De raad merkt in dat verband op dat de marketingmiddelen niet uitgebreid zijn uitgewerkt. De wijze waarop nieuwe publieksgroepen worden benaderd, online en social media worden gebruikt en andere communicatiestrategieën worden ingezet, verdient een nadere uitwerking. Het is de raad nu niet duidelijk hoe Toneelgroep Maastricht haar producties en nieuwe koers onder de aandacht van nieuw publiek denkt te gaan brengen. Het gezelschap reflecteert in zijn aanvraag bovendien niet op manieren om ook een cultureel divers publiek aan te spreken.
Ondernemerschap
Toneelgroep Maastricht zag zich aan het begin van de vorige BIS-periode geconfronteerd met grote financiële problemen. Deze zijn de afgelopen jaren gedeeltelijk opgelost. Nog steeds beschikt het gezelschap echter over een beperkt eigen vermogen en een klein aandeel eigen inkomsten, wat volgens de raad risico’s met zich meebrengt voor de ambitieuze bedrijfsvoering. Toneelgroep Maastricht reflecteert hier zelf ook op, maar de raad is er niet van overtuigd dat haar manier om de situatie te verbeteren, zal verbeteren.
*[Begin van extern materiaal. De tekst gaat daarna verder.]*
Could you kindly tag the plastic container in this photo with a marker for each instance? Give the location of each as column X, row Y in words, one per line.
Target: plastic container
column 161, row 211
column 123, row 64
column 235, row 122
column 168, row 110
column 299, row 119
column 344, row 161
Behalve dat het marketingplan nauwelijks is uitgewerkt, licht het gezelschap ook niet toe hoe realistisch de verhoogde begrote bijdragen van de provincie Limburg en de stad Maastricht zijn. Mochten deze bijdragen niet worden toegekend, dan ontstaat daardoor een groot gat in de begroting. Dit kan de toekomstbestendigheid van Toneelgroep Maastricht in gevaar brengen.
Om de eigen inkomsten te vergroten, blaast Toneelgroep Maastricht de vriendenstructuur en het bedrijvengenootschap nieuw leven in. Ook wordt uitgezocht of er een beroep kan worden gedaan op particuliere vermogensfondsen. Het is de raad niet duidelijk of de inkomsten die hieruit worden verwacht ook daadwerkelijk kunnen worden verworven.
Over het eigen werkgeverschap schrijft Toneelgroep Maastricht niets in haar plan. Wel geeft zij aan de Governance Code Cultuur te hanteren en licht zij beknopt toe hoe taakverdeling, bevoegdheden, toezicht en deskundigheid zijn vastgelegd in het bestuursmodel.
Toneelgroep Maastricht
Toneelgroep Maastricht
Aanvullend advies
14 juli 2016
Toneelgroep Maastricht reageert allereerst op de zorgen van de raad over het gratis aanbieden van schoolvoorstellingen aan het onderwijs. Het gezelschap schrijft dat dit inmiddels niet meer de praktijk is. De raad is blij dit te vernemen.
Toneelgroep Maastricht erkent de magere uitwerking op het onderdeel ondernemerschap, maar wijt dit vooral aan de afwezigheid van een zakelijke leiding tijdens de ontwikkeling van het beleidsplan. De raad neemt dit voor kennisgeving aan en is verheugd te lezen dat de genoemde elementen in de aanvraag momenteel door het gezelschap verder worden uitgewerkt en geconcretiseerd.
Daarnaast laat Toneelgroep Maastricht weten dat de kritische opmerking van de raad over de te verwachte bijdragen van de provincie Limburg en de gemeente Maastricht een terechte, maar lastige constatering is. Het gezelschap wijst er op dat de aanvraagprocedures van verschillende overheden synchroon lopen, waardoor het voor een gesubsidieerde instelling lastig is de planvorming en de bijbehorende financiering direct op elkaar aan te laten sluiten. De raad verwijst voor zijn reactie met betrekking tot dit onderwerp naar de Inleiding.
Tot slot schrijft Toneelgroep Maastricht dat zij ondanks het ontbreken van een toelichting in de aanvraag, wel degelijk een visie heeft op het eigen werkgeverschap. De raad is blij dit te lezen.
De reactie van Toneelgroep Maastricht heeft geen consequenties voor het positieve advies van de Raad voor Cultuur.